Matching and Unique Identification: MUSIAL extracts features from the 9th column of a GFF3 annotation file using attribute key-value matching (e.g., Name). After matching, MUSIAL assigns a unique identifier (UID) to each feature using the Parent, ID, locus_tag attributes, or location (CONTIG:START..END), prioritizing in that order. This UID is used to consolidate multiple entries and ensure a consistent reference across child/parent relationships.

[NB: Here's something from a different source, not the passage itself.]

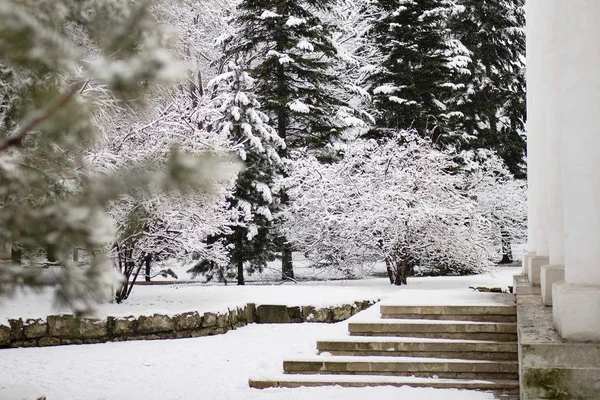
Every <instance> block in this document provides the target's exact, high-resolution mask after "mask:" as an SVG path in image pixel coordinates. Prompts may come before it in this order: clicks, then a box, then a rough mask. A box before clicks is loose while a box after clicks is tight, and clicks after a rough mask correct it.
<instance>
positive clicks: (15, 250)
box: [10, 242, 23, 264]
mask: <svg viewBox="0 0 600 400" xmlns="http://www.w3.org/2000/svg"><path fill="white" fill-rule="evenodd" d="M22 259H23V250H22V249H21V246H20V245H19V244H18V243H15V242H13V243H12V246H11V248H10V260H11V261H12V262H13V263H15V264H21V261H22Z"/></svg>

Hierarchy Construction: MUSIAL reconstructs a Sequence Ontology (SO)-compliant hierarchy from the parsed features. Each feature's type is validated against supported ontology levels, currently comprising: region; gene, pseudogene; mRNA, tRNA, rRNA, tmRNA, ncRNA, SRP_RNA, RNase_P_RNA; CDS, exon. Parent–child relationships (e.g., gene → mRNA → CDS) are restored or inferred based on Parent attributes or logical inference rules, e.g., the gene of a CDS must include the position interval of the CDS.
Feature Correction and Imputation: Features with incomplete hierarchies are auto-corrected: If only a CDS is matched, MUSIAL will infer a corresponding mRNA and gene feature. Redundant or ambiguous entries (e.g., multiple conflicting mRNA/CDS entries) are cleaned up. Features with unsupported SO types or invalid locations are discarded with warnings.
The final feature set includes cleaned, uniquely identified, SO-validated elements ready for downstream use.